Here’s an example of a fridge magnet that I’ve made:
I’ve use the wire hair claws- and then I bend it into a circle. Why I used the hair claws is because it helps me to stitch all components together with ease. At first, I sew the ribbon roses. Then I take a branch from a small wired Christmas tree and curl it into a heart shape (or what that looks vagued like a heart shape). Some ribbons are sewn below the green Christmas tree. After that, the three ribbon roses (yellow, red and blue) are sewn on the green wire.
Finally the entire piece is attached to the wire hair claw- and both ends of the hair claw are bent together. Finally, the magnet (wrapped in the blue cross stitch cloth) was sewn on the wire.

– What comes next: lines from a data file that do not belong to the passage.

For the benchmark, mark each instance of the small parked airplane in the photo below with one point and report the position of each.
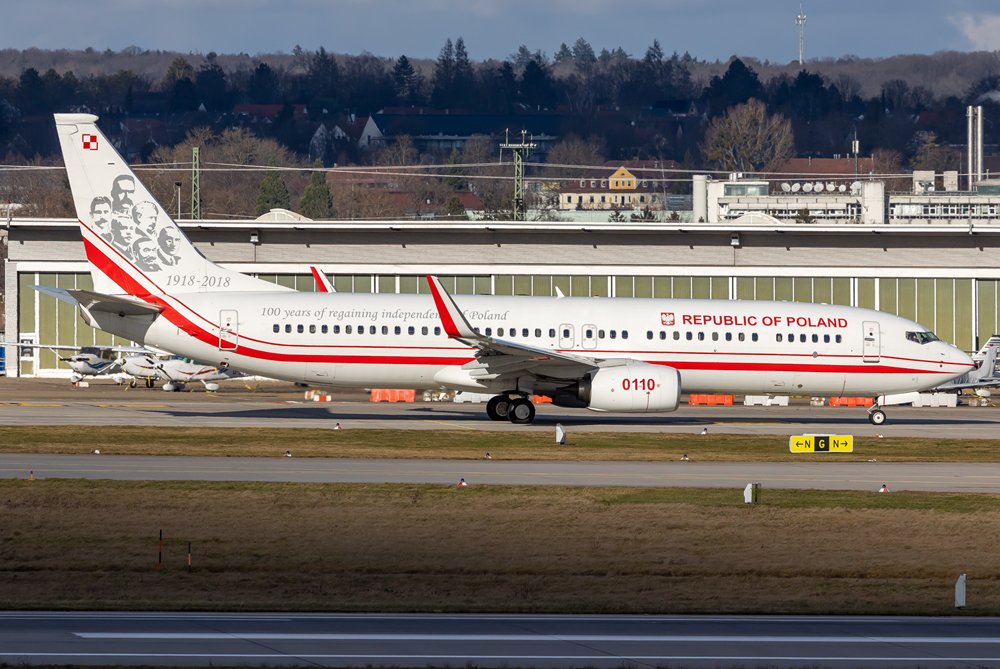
(176, 372)
(87, 360)
(607, 354)
(983, 377)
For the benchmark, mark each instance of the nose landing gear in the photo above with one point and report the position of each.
(875, 415)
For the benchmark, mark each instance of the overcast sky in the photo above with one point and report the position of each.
(708, 29)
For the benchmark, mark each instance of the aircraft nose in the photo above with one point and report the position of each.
(960, 357)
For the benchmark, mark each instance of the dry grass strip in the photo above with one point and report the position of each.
(527, 445)
(93, 544)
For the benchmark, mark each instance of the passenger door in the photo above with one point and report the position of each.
(566, 337)
(872, 346)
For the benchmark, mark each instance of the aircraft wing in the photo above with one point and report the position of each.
(499, 357)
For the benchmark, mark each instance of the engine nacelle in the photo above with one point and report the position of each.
(635, 387)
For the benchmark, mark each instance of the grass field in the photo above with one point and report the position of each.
(93, 544)
(466, 445)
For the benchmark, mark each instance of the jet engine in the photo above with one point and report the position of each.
(635, 387)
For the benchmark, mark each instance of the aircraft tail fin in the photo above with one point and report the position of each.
(133, 245)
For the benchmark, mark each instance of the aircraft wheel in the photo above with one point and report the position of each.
(522, 412)
(498, 407)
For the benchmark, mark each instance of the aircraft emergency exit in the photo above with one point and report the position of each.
(630, 355)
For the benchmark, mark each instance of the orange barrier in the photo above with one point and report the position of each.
(851, 401)
(710, 400)
(392, 395)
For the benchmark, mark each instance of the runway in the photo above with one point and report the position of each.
(928, 477)
(226, 639)
(35, 402)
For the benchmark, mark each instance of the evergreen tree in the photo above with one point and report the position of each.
(463, 76)
(273, 194)
(406, 81)
(444, 75)
(454, 208)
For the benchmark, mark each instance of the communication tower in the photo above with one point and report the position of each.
(519, 151)
(195, 182)
(801, 21)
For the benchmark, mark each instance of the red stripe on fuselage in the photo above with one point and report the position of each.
(447, 322)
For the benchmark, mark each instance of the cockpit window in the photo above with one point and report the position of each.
(922, 337)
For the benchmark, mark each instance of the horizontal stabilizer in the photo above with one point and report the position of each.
(92, 301)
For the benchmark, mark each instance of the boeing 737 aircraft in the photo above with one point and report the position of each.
(631, 355)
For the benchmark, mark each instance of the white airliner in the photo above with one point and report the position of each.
(87, 360)
(630, 355)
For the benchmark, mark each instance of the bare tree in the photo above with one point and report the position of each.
(748, 139)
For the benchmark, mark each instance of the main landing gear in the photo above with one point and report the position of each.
(875, 415)
(518, 409)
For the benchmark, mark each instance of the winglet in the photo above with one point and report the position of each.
(452, 319)
(323, 284)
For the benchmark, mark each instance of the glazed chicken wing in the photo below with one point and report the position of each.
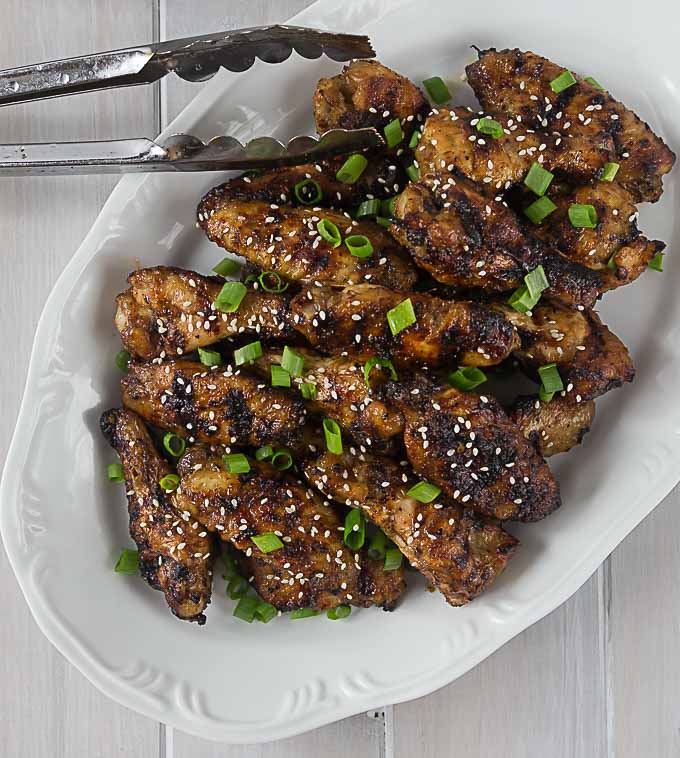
(458, 550)
(175, 556)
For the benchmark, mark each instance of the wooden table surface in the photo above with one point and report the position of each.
(598, 677)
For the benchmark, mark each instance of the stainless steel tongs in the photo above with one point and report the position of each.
(194, 59)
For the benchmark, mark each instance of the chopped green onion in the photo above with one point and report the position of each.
(122, 360)
(293, 362)
(114, 472)
(539, 209)
(268, 542)
(551, 381)
(128, 562)
(488, 126)
(394, 134)
(250, 352)
(339, 612)
(401, 316)
(424, 492)
(352, 169)
(355, 529)
(393, 559)
(359, 245)
(333, 436)
(308, 192)
(227, 267)
(538, 179)
(170, 482)
(209, 357)
(371, 363)
(467, 378)
(236, 463)
(563, 81)
(583, 216)
(330, 232)
(230, 297)
(437, 90)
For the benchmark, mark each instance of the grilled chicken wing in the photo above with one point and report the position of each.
(458, 550)
(170, 311)
(553, 427)
(593, 127)
(175, 556)
(465, 444)
(354, 320)
(313, 568)
(342, 394)
(218, 406)
(286, 239)
(466, 239)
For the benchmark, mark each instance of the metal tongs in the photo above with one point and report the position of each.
(194, 59)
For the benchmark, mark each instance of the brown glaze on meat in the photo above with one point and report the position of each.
(218, 406)
(354, 320)
(458, 550)
(170, 311)
(465, 444)
(592, 125)
(313, 568)
(175, 556)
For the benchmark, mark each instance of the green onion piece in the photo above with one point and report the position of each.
(293, 362)
(236, 463)
(657, 262)
(551, 381)
(371, 363)
(394, 134)
(563, 81)
(539, 209)
(128, 562)
(250, 352)
(368, 208)
(303, 613)
(488, 126)
(230, 297)
(174, 445)
(246, 608)
(538, 179)
(352, 169)
(268, 542)
(393, 559)
(610, 171)
(227, 267)
(333, 436)
(280, 377)
(209, 357)
(424, 492)
(282, 459)
(583, 216)
(170, 482)
(359, 245)
(330, 232)
(122, 359)
(308, 192)
(401, 316)
(340, 612)
(437, 90)
(467, 378)
(279, 286)
(114, 472)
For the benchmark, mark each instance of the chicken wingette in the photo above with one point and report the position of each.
(458, 550)
(176, 556)
(221, 405)
(354, 320)
(307, 563)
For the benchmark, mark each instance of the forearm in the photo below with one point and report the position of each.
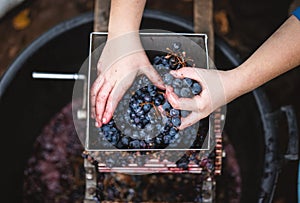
(125, 16)
(280, 53)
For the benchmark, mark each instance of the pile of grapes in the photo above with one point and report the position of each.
(140, 114)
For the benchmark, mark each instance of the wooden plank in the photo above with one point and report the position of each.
(203, 22)
(101, 15)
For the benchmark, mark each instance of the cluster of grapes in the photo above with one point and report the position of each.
(147, 98)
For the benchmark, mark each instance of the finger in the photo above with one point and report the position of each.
(188, 72)
(112, 102)
(188, 104)
(116, 95)
(154, 77)
(94, 92)
(101, 101)
(191, 119)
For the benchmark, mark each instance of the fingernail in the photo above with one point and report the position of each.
(173, 73)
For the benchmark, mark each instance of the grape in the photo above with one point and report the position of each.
(139, 113)
(196, 88)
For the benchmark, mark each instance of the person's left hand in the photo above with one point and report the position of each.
(211, 97)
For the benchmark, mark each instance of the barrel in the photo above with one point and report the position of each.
(26, 105)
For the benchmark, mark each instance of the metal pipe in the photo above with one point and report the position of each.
(58, 76)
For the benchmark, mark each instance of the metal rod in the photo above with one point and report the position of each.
(58, 76)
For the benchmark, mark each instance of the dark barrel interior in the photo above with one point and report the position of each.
(26, 105)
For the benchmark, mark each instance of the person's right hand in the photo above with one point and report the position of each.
(121, 61)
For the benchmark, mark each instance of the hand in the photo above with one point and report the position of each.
(211, 97)
(121, 61)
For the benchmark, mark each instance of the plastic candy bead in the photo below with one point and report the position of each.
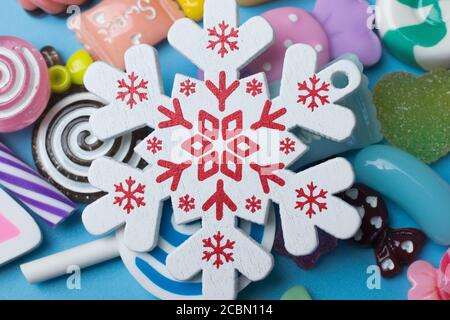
(346, 24)
(193, 9)
(49, 6)
(414, 186)
(251, 2)
(416, 32)
(291, 25)
(415, 112)
(60, 80)
(77, 66)
(429, 283)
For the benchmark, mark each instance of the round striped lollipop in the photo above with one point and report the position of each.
(64, 146)
(24, 84)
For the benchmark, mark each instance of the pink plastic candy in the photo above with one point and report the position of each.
(24, 84)
(429, 283)
(49, 6)
(108, 29)
(291, 25)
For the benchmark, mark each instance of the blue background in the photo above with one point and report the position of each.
(340, 275)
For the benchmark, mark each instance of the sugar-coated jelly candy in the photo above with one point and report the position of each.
(111, 27)
(415, 112)
(411, 184)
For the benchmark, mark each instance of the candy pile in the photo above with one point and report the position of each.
(188, 182)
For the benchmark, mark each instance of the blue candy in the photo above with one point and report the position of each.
(414, 186)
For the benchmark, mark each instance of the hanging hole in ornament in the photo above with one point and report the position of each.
(339, 80)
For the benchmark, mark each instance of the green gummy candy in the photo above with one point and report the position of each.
(296, 293)
(415, 112)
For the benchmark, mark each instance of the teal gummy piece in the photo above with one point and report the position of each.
(296, 293)
(413, 185)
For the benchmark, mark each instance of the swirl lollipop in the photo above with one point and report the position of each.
(64, 147)
(24, 84)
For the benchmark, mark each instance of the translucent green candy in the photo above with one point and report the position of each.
(296, 293)
(415, 112)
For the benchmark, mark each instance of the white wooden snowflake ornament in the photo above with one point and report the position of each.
(220, 149)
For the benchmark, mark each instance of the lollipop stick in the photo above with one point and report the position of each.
(83, 256)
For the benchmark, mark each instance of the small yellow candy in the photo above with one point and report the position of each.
(60, 80)
(78, 64)
(251, 2)
(193, 9)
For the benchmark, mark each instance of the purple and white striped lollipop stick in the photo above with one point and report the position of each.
(32, 190)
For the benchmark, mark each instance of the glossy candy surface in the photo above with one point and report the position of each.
(348, 26)
(49, 6)
(24, 84)
(77, 66)
(416, 32)
(60, 80)
(291, 25)
(108, 29)
(193, 9)
(411, 184)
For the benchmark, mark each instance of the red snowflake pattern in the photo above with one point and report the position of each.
(254, 87)
(186, 203)
(287, 146)
(314, 93)
(223, 37)
(218, 250)
(154, 145)
(130, 195)
(187, 87)
(132, 90)
(311, 200)
(253, 204)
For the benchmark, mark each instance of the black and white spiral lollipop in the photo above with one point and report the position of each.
(64, 147)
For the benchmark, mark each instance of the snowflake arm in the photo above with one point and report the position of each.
(221, 45)
(218, 251)
(129, 202)
(311, 99)
(130, 96)
(307, 201)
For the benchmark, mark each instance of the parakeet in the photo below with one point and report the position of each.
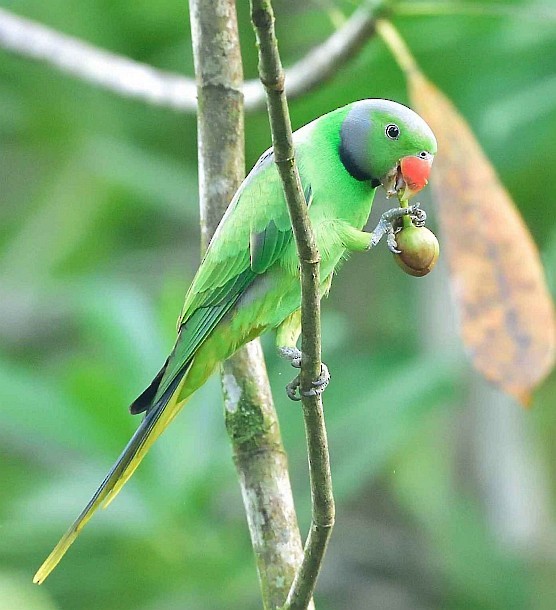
(248, 281)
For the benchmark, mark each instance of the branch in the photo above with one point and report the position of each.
(272, 76)
(134, 79)
(251, 420)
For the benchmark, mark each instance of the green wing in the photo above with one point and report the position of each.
(251, 237)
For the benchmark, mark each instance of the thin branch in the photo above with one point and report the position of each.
(251, 420)
(137, 80)
(272, 76)
(101, 68)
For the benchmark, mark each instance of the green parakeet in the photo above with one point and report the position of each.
(248, 281)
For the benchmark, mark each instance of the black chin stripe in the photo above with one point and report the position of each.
(354, 135)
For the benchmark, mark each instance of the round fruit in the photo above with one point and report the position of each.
(418, 250)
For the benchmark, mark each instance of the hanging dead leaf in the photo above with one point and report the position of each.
(506, 313)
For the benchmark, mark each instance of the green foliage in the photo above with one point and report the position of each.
(99, 242)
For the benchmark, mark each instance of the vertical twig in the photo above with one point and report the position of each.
(251, 420)
(272, 77)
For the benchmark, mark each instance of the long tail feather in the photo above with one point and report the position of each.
(149, 430)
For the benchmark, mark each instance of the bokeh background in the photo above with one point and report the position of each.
(445, 488)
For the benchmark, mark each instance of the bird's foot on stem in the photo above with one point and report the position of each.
(293, 389)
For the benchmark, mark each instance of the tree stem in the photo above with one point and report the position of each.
(250, 417)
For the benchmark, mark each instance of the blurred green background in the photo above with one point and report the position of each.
(445, 488)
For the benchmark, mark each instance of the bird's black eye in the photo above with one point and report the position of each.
(392, 131)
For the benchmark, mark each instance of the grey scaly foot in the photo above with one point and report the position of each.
(389, 224)
(319, 385)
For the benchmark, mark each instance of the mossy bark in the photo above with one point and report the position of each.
(250, 417)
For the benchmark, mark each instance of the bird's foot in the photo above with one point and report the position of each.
(389, 224)
(293, 389)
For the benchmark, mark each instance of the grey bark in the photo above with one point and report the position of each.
(322, 500)
(251, 420)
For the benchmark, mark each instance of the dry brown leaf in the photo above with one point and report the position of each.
(506, 312)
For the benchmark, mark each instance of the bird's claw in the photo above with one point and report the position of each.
(390, 224)
(319, 385)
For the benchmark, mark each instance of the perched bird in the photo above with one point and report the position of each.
(248, 281)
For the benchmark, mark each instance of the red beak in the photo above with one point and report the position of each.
(415, 172)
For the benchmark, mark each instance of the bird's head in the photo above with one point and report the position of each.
(387, 143)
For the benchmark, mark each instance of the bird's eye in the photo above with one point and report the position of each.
(392, 131)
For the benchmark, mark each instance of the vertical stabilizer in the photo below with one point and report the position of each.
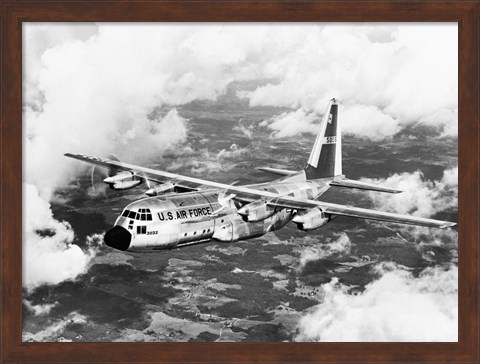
(326, 156)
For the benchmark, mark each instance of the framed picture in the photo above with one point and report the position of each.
(240, 181)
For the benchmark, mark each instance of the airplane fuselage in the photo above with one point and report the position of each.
(181, 219)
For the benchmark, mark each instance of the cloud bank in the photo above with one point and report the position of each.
(420, 197)
(396, 307)
(49, 254)
(386, 76)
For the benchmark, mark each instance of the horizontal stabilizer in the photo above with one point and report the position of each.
(281, 172)
(348, 183)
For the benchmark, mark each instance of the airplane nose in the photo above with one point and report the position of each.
(118, 238)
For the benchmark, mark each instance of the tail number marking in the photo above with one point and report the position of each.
(330, 140)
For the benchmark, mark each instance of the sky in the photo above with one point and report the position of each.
(118, 89)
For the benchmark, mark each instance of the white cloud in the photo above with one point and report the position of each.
(396, 307)
(39, 310)
(409, 76)
(292, 123)
(420, 197)
(49, 254)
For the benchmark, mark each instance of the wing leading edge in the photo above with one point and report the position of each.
(276, 200)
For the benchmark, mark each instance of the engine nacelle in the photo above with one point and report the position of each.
(160, 189)
(256, 211)
(311, 219)
(123, 181)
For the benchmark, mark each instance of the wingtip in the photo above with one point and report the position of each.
(448, 225)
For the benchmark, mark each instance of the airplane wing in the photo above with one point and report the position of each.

I used the hair claws because I had initially purchased a dozen of them on an impulse buy and find that to sew beads to them requires a lot of work. And if I use it without any decoration, I would look like someone who came straight from a village in China. So I decided to put the wire claws into better use.
But you may also notice the picture of a miniature yellow hat (second picture) – it can replace the steel hair claws. I bought them from the local stores selling sewing supplies.
When you sew the magnet on the cloth, then sew it on the decorative piece, the magnet will not come off easily. So your fridge magnets will last. A couple of fridge magnets that people have given to me actually fell off the fridge when I bang the fridge door too hard.